4. The assessee filed an appeal before the AAC. In the meantime, the question with regard to the fair market of the property in question had come up before the Appellate Tribunal in acquisition proceedings and, there, the fair market value of the property was fixed at Rs. 37,47,315.75. Following this decision, the AAC held that the provisions of s. 52(2) of the I.T. Act were not applicable and he directed the ITO to compute capital gains by adopting the sale consideration at Rs. 35,00,000 which was the consideration disclosed in the document. This decision of the AAC has been confirmed by the Tribunal, while dismissing the appeal filed by the Department. Arising out of this order of the Tribunal, the question reproduced earlier have been referred to this court.
5. The law with regard to the applicability of s. 52(2) of the I.T. Act has now been settled by the Supreme Court in K. P. Varghese v. ITO : 131ITR597(SC) .
6. The Supreme Court has taken the view that s. 52(2) can be invoked only where the consideration for the transfer of a capital asset has been understated by the assessee, or in other words, the full value of the consideration in respect of the transfer is shown at a lesser figure than that actually received by the assessee, and the burden of proving such understatement of concealment is on Revenue. It is also pointed out that sub-s. (2) of s. 52 has no application to the case of an honest and bona fide transaction where the consideration received by the assessee has been correctly declared or disclosed by him.

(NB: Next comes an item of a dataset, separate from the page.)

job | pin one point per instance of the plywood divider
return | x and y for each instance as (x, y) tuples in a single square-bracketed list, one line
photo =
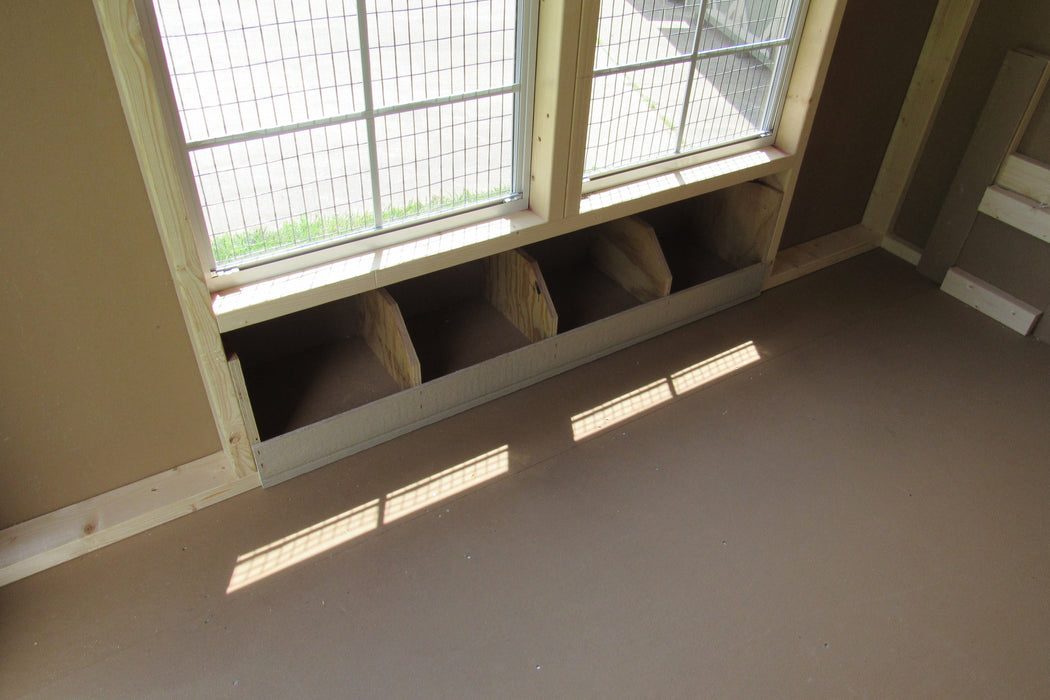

7. The facts, as they appear in this reference, indicate that the ITO had invoked the provisions of s. 52(2). But as it now transpires, there is no material to show that the consideration has been understand or that the full value of the consideration is shown at a lesser figure than that actually received by the assessee. The burden to prove the circumstances on which the provisions of s. 52(2) can be attracted was on the Department. It is not in dispute that there is no material on which the department can rely in order to invoke the provisions of s. 52(2). For the purpose of this reference, the Department is also bound by the finding recorded in the acquisition proceedings that the fair market value did not exceed Rs. 37,47,315.75. In view of that finding, the AAC and the Tribunal were clearly justified in holding that there was no case for invoking the provisions of s. 52(2) and that the capital gain had to be determined on the footing that the consideration for the property in question was Rs. 35,00,000. In this view of the matter, the questions referred are answered as follows :
Question No. 1 in the affirmative and in favour of the assessee.
Question No. 2 in the affirmative and in favour of the assessee.
8. There will be no order as to costs in this reference.